I made embroidered inchies for a few swaps and a few people asked how I make them, so here is a tutorial.
STEP 1: Choose a background fabric. I found this burlap-type fabric at a thrift store. Choose coordinating fabric scraps and tear into tiny strips. Pin some of the strips onto the fabric in a vaguely parallel. Then weave the remaining strips through the ones that are already pinned to the fabric. Then tack the strips down with a few stitches.
STEP 2: Use a ruler to draw a grid across your fabric. 1" for inchies and 2" for twinchies. I made inchies for my previous projects because they were for a swap. This piece is for my personal use and I have some ideas for using larger pieces. For the sake of the tutorial, I drew a 2" grid on part of the fabric and left the rest to be stitched freestyle. My previous inchies turned out neater and more orderly than these bigger twinchies.

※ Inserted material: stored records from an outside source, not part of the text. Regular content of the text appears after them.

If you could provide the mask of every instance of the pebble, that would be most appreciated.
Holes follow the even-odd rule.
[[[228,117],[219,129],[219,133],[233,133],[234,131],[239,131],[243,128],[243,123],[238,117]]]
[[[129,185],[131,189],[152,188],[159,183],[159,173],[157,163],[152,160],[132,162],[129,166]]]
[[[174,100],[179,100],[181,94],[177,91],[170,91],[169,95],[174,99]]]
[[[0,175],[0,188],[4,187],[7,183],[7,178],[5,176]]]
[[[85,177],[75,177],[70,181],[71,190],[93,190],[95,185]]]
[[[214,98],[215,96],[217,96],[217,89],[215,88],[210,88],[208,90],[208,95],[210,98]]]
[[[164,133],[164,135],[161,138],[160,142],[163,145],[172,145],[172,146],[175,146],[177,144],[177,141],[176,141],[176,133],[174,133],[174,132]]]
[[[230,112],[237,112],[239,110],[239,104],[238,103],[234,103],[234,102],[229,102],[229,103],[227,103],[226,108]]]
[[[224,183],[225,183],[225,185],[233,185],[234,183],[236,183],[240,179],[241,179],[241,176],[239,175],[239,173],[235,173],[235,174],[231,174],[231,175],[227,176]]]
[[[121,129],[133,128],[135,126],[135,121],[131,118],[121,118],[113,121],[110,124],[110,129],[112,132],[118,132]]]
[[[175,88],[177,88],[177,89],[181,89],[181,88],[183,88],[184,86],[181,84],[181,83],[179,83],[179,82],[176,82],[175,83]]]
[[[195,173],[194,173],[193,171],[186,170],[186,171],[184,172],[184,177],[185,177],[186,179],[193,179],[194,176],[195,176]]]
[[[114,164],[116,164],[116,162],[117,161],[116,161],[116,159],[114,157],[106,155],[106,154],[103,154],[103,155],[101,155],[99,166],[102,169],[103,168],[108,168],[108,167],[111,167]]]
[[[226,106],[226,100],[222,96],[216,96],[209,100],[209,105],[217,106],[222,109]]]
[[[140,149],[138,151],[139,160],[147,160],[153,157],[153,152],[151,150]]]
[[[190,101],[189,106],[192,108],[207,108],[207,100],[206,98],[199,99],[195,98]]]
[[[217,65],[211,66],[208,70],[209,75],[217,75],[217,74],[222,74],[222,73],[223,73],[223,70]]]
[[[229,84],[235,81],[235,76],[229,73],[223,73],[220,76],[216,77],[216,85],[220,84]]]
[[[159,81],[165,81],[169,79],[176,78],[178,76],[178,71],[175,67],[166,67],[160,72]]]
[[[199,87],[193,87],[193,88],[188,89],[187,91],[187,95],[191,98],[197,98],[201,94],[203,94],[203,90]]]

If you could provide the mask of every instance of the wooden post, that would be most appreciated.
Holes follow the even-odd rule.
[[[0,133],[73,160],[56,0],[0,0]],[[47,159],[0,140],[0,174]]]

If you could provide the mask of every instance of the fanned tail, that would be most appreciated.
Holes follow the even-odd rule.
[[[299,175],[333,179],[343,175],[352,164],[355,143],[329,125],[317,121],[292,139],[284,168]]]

STEP 3: Choose a square and start stitching! This is your chance to experiment with interesting colors, textures, and embroidery stitches. Sometimes I make each square its own unique “art piece” and sometimes I just stitch right across the lines.
STEP 4: Trim loose/long threads. Coat each side with 1-2 generous layers of MATTE Mod Podge. MATTE works best!! My first two projects (links above) were made with matte Mod Podge. I ran out of matte and my husband bought me a bottle of gloss for this project. I’m not happy with the sheen at all. Don’t be like me! Don’t use the gloss!
STEP 5: Once your project is dry you can cut it up into squares. I carefully cut the inchies for my partners so they would be perfectly square. I’m keeping these for myself and the projects I have in mind don’t needs to be perfectly straight, which is why the squares are so sad looking.
STEP 6: Use them! They are great for ATC’s and collage. I plan to use them in textile jewelry, magnets, and embellishing TM patches and merit badges. I’m treating this project like paper crafters use a masterboard. I’ll chop it for lots of bits and bobs. I am really happy with the wide variety of stitches and colors I used. It’s too bad that the gloss looks so ugly, but I will find plenty of uses for this project, anyway.